Energy harvesting study of nonlinear oscillation induced by the flow in a finite wing

The converting of vibration into usable electrical energy has been investigated by several researches groups in the last decade. The main motivation is the possibility of obtaining alternatives electrical energy sources to power electronic system remotely operated and with limited energy sources. Different transduction mechanism has been presented in the energy harvesting literature. However the piezoelectric has been gained more attention because not only of its power density but also its ease of use. A promissory alternative that is becoming studied is the converting of aeroelastic oscillation into electrical energy. Despite of the destructive nature of unstable aeroelastic phenomena (such as, flutter), they present a great potential to the study of innovative mechanism to harvest energy. Although the piezoelectric energy conversion using linear aeroelastic has been investigated in the literature, the use of non linear aeroelastic system can be more practical and attractive. The non linear aeorelastic harvesting occurs by persistent oscillation and with limited amplitudes (Limited Cycle Oscillation – LCO) and can be performed by considerable velocity interval greater than the linear flutter speed.
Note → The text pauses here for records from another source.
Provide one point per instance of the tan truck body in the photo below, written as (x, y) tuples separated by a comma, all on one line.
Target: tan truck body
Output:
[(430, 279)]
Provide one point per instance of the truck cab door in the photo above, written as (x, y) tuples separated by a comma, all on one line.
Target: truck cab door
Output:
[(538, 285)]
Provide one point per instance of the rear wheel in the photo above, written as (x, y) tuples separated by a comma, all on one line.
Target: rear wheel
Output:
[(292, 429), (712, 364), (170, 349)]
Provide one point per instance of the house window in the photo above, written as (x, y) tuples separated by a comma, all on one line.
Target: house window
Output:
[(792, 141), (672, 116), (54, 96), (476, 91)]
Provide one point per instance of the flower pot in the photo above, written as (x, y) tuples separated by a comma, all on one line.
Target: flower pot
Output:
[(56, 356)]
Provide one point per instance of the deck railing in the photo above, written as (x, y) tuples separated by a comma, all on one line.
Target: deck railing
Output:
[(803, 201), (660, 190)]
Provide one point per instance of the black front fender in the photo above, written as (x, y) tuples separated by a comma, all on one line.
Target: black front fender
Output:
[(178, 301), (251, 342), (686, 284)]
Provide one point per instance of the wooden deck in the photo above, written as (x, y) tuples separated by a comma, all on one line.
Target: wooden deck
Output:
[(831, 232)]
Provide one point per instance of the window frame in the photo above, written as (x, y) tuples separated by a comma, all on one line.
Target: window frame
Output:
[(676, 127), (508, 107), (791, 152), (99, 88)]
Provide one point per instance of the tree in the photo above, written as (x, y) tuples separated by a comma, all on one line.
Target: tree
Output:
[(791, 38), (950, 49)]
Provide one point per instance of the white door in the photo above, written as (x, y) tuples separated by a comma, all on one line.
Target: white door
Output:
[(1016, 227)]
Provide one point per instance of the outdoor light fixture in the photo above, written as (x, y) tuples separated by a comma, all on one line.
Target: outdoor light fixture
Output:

The objective of this work is to investigate the energy harvesting by non linear aeroelastic oscillation. A finite element model of a thin plate (with piezoceramics) is developed), using the non linear hypothesis of von Karman. The unstable aerodynamic loading is obtained by a doublet-lattice method (DLM) and with its time domain conversion using the Roger approximation. The eletroaeroelastic results are presented for several wings with different aspect ratios, and with different resistance values in the electrical domain. The eletroaeroelastic results of the generator wing are investigated for several airspeed greater than its linear flutter speed. (AU)